Л. Леонов вскрывает противоречие внешнего благополучия лидера и внутреннего краха его идеи. То, что происходит при встрече с Ангелом, свидетельствует о смятении вождя и его готовности поступиться всем ради сохранения режима и спасения человечества от индивидуализма. Правитель страны оказывается в трагических обстоятельствах, поскольку предвидит крушение социалистической идеи из-за биологического неравенства людей и тех разрушительных процессов, которые оно вызывает. “Обоюдная неприязнь меньшинства и большинства” способна растворить “библейскую святость первочеловека” и взорвать мнимое благополучие. В то же время он не может поступиться своей идеей или отложить ее воплощение на более поздний период, так как это стало бы крахом надежды, которую породили революционеры, и крушением деятельности самих вождей. Сталин становится заложником утопической доктрины и тех жертв, которыми оплачено ее утверждение.
Драматизм положения и в том, что на Хозяина падает ответственность за жертвы и репрессии. Крушение нового общества означало бы преступность мер, которые были предприняты ради его защиты. Положение усугубляется и тем, что он не верит близким соратникам и их способности продолжить избранный курс. Отсюда его недовольство, прорывающееся в иронии и жесткой язвительности, отсюда и кремлевское затворничество.

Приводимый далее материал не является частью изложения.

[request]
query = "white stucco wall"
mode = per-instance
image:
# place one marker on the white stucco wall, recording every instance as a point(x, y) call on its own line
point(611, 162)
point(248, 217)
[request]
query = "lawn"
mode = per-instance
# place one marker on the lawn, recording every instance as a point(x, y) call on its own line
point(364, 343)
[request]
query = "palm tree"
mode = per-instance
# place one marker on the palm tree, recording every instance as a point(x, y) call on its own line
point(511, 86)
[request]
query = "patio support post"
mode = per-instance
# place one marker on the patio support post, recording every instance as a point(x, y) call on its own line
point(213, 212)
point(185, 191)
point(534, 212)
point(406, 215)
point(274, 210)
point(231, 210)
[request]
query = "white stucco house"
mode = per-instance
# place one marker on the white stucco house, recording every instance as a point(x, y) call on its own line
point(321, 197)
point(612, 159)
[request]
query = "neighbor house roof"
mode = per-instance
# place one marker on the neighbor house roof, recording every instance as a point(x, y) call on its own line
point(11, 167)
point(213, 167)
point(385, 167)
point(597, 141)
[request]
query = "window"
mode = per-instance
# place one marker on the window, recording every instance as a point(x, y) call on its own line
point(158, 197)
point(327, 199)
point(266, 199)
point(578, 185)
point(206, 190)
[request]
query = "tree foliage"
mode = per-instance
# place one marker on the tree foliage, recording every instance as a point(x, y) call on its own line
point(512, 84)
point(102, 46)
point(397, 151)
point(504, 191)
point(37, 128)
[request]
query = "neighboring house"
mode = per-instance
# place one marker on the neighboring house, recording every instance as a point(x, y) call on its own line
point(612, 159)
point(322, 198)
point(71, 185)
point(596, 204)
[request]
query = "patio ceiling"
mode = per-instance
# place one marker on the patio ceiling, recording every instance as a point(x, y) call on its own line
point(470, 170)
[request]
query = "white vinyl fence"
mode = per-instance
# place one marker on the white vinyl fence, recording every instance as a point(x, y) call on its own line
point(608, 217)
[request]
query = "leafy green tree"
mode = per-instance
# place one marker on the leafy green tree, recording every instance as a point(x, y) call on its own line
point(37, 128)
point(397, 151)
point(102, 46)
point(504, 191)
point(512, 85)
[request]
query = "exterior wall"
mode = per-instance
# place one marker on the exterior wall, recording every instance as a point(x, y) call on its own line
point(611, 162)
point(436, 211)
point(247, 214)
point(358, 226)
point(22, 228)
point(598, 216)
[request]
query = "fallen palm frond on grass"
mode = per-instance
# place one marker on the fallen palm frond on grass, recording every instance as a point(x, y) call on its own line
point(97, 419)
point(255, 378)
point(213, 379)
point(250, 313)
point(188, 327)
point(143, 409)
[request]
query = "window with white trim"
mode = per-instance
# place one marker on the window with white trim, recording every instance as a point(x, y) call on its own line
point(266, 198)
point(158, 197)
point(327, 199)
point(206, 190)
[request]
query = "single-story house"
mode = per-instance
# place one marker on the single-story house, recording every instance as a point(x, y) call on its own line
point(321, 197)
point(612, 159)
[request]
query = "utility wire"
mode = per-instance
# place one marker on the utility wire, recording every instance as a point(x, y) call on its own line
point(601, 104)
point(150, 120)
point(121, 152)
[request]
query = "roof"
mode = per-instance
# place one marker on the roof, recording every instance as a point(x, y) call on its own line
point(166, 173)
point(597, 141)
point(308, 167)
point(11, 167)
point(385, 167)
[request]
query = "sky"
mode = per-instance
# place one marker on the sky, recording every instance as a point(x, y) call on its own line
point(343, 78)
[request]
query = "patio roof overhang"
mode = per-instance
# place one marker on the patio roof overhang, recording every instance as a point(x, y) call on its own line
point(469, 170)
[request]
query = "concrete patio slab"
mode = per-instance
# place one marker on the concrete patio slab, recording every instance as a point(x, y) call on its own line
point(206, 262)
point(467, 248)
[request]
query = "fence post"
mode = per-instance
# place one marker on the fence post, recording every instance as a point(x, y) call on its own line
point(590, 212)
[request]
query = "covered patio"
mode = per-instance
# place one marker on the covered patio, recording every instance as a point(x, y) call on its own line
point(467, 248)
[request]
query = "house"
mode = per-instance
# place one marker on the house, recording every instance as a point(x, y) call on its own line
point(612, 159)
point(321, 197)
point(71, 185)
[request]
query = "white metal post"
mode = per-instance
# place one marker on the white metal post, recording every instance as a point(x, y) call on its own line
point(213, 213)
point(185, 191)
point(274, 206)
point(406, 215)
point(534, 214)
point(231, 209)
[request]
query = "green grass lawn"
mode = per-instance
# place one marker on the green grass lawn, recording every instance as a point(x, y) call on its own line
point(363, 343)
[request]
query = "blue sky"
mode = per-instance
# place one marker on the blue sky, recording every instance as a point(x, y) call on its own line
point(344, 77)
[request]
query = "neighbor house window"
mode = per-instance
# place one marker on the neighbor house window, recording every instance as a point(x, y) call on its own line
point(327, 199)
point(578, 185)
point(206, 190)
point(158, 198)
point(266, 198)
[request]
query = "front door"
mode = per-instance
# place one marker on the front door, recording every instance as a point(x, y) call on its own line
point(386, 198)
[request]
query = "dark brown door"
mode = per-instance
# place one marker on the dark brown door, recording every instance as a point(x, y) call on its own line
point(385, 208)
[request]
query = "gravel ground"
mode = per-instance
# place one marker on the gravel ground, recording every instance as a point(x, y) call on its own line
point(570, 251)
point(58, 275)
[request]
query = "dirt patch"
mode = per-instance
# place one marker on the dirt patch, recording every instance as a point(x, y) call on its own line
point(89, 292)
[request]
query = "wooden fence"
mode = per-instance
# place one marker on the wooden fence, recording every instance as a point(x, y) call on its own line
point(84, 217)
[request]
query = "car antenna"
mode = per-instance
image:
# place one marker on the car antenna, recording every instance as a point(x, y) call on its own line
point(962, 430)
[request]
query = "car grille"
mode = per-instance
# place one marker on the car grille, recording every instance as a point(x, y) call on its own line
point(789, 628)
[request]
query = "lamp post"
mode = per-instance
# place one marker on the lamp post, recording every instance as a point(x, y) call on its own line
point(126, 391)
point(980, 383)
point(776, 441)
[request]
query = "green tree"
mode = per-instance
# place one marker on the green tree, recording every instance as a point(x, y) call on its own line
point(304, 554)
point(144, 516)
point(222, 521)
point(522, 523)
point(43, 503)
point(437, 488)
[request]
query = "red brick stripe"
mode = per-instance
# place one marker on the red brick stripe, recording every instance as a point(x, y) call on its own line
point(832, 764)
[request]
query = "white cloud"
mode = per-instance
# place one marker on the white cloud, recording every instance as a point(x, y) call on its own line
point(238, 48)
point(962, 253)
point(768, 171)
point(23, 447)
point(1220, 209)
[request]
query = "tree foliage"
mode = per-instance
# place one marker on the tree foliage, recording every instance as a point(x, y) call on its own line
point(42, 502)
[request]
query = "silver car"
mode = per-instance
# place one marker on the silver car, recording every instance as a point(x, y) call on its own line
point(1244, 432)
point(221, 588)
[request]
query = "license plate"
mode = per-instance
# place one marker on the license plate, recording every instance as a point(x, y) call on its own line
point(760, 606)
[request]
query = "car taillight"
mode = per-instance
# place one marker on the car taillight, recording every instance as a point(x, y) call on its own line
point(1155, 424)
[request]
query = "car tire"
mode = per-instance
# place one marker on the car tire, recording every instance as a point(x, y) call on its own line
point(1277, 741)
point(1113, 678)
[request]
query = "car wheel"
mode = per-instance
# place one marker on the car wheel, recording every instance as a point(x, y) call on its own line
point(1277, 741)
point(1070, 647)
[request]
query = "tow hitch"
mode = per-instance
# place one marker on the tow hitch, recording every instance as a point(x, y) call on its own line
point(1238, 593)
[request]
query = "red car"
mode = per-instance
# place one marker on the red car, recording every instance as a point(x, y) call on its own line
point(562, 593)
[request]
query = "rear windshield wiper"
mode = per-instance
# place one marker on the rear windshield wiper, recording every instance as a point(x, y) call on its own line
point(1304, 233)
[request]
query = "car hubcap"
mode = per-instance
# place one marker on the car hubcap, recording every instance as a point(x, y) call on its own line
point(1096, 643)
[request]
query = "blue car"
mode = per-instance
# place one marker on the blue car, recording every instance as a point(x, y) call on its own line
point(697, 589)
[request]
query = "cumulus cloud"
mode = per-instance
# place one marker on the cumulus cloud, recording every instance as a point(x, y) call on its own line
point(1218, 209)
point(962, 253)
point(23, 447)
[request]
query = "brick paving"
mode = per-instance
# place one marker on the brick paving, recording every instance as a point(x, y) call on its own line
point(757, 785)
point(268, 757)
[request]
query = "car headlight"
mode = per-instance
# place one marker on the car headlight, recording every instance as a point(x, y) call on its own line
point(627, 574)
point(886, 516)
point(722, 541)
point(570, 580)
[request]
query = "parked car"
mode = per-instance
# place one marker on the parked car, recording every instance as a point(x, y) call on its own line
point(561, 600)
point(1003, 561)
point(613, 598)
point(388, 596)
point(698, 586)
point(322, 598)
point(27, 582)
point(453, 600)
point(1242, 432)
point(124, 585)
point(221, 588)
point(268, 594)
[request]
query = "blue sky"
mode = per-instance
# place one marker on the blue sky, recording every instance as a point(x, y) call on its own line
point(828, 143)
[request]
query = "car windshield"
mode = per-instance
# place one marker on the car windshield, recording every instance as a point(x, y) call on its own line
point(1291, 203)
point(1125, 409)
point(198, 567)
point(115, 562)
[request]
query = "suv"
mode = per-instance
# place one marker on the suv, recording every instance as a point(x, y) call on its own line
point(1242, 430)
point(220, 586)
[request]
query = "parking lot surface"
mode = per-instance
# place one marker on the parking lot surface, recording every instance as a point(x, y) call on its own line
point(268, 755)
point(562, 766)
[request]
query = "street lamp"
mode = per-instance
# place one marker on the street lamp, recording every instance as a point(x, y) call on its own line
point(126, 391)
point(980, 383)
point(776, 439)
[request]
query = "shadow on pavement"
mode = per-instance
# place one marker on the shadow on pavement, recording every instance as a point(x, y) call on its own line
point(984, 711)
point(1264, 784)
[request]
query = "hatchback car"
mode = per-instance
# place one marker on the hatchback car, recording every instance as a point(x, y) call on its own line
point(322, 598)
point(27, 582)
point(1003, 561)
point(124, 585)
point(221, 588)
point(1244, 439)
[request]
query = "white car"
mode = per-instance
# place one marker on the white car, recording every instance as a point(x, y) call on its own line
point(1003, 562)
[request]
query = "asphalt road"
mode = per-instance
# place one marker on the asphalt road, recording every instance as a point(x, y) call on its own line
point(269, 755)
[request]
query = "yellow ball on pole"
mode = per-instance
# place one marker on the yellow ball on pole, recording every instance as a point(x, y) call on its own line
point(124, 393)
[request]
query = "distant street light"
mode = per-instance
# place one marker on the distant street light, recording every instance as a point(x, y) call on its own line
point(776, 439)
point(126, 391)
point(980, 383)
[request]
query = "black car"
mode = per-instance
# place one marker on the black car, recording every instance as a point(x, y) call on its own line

Диктатор обречен на одиночество. Он знает жестокие законы политической борьбы, психологию соратников, которых ведет к цели, и потому не может позволить себе ни слабости, ни откровенности. Сохраняя дистанцию между собой и остальными, держит свою команду в состоянии внутреннего напряжения и ожидания расплаты за каждый опрометчивый шаг. Свою непреклонность объясняет жестокостью обстоятельств, в которых происходит утверждение социалистических идей в России, несовершенством человеческой природы, ненадежностью идеологических установок, непредсказуемостью поведения даже самых преданных соратников. Именно поэтому, считает он, приходится идти на крайнюю меру, обеспечивающую гарантию выполнения намеченного, — расплату собственной жизнью. В его представлении идея укрепления государства оправдывает средства, а конечная цель покрывает издержки расходов. “Любовь к дальнему” обеспечивается самопожертвованием современников.